A Federal Reserve interest rate hike could happen in September, but only if the labor market sees a sharp bounce back this summer, said Rob Martin, senior U.S. economist at Barclays, on Thursday.
"If we see a rebound in employment, if we get 150,000 [new jobs] per month, I think that they're ready to go, and I think they go in September," Martin told CNBC's "."
The June jobs report is due Friday, with economists polled by Reuters expecting a gain of 175,000. The May jobs report handily disappointed market makers and economists, with just 38,000 jobs created, leading the market to further price out Fed tightening.
According to the CME Group's FedWatch tool, market expectations for a rate hike are just 26.6 percent in June 2017.

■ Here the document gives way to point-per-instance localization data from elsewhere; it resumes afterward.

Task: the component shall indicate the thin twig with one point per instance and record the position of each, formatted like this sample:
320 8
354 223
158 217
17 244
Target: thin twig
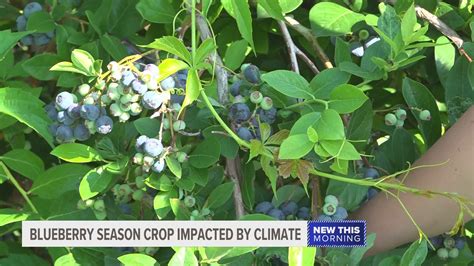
233 166
443 28
290 45
309 36
307 60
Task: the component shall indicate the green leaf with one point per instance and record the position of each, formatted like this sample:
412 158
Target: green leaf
170 66
137 259
174 166
235 54
324 83
9 39
220 195
95 182
330 126
288 83
193 89
40 22
445 54
346 99
58 180
27 109
39 66
183 256
295 147
113 46
301 256
272 7
156 11
171 45
76 153
415 254
330 19
83 61
24 162
9 216
206 154
244 19
408 24
418 96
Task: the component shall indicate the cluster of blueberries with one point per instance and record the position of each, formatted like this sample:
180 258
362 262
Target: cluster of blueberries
148 154
397 117
286 211
97 206
331 210
247 124
77 121
448 246
35 38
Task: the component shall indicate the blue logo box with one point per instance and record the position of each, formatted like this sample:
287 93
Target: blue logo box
348 233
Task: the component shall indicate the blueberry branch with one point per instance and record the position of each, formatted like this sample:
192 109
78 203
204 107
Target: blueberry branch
18 187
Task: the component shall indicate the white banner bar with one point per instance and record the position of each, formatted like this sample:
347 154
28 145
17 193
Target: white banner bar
164 233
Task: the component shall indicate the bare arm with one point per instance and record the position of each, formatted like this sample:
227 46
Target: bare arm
435 215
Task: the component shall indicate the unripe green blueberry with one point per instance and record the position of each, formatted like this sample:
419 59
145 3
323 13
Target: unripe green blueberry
179 125
442 253
363 35
390 119
331 199
425 115
189 201
99 205
454 253
81 205
166 124
401 114
138 158
84 89
140 182
138 195
90 203
256 97
399 123
329 208
267 103
181 156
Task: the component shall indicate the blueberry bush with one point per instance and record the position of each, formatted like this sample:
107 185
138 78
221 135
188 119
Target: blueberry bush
226 110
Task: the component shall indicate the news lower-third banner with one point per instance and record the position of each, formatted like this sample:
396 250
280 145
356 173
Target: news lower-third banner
193 233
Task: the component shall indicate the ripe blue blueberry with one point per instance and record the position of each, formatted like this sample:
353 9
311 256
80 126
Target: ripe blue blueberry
90 112
267 116
263 207
252 74
277 214
152 100
81 132
235 88
289 208
104 124
304 213
244 133
21 23
324 217
341 214
139 87
239 112
371 173
64 100
31 8
153 147
158 166
168 83
64 134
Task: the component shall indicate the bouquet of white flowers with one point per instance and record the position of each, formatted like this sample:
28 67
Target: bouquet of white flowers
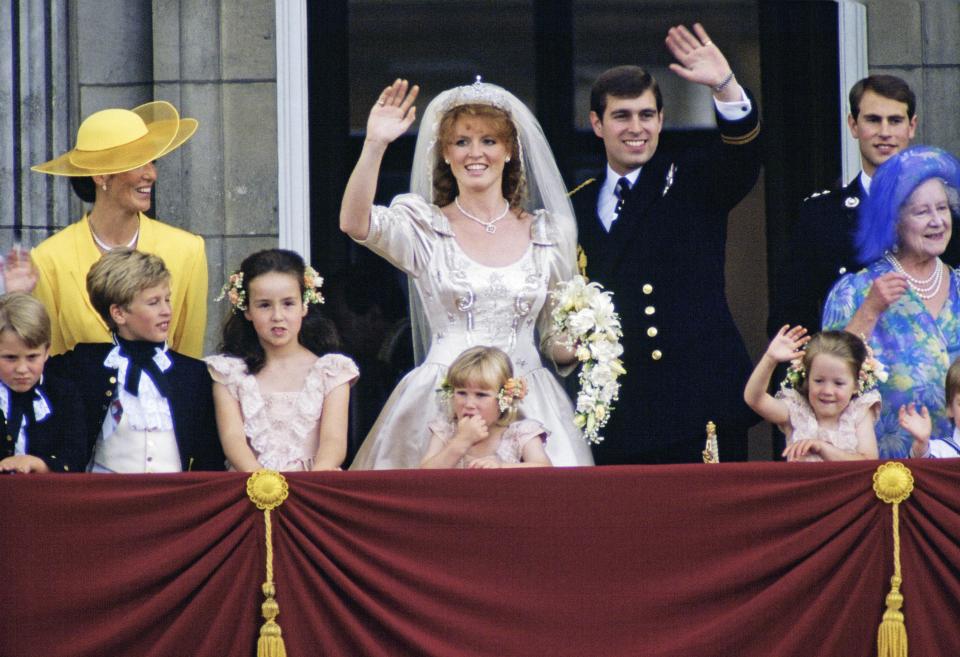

"I think what's really going on with the Fed is they got slammed by the [May] employment number, just like the rest of us did," Martin said. "And it came with revisions that gave us a downward trajectory. That's the kind of signal from labor markets that signals recession, so they're very concerned about that right now."
Christopher Bennett, senior analyst at S&P Dow Jones Indices, echoed Martin's remarks.
"We would need relatively gangbusters data to see things that would sort of drive that movement one way or the other. The market has basically priced it out, in terms of a rate movement," he said in the same interview.
Friday's jobs report may also shed light into the fundamental state of the labor market, said Mike Ryan, chief investment strategist at UBS Wealth Management, in a Thursday "Squawk Box" interview.
"The last employment report we had ... was pretty crappy," he said. "The question is whether it's a one-off ... or is this the beginning of a rolling-over labor market. That's critical because the one thing that's been a solid point of this economic expansion has been job growth."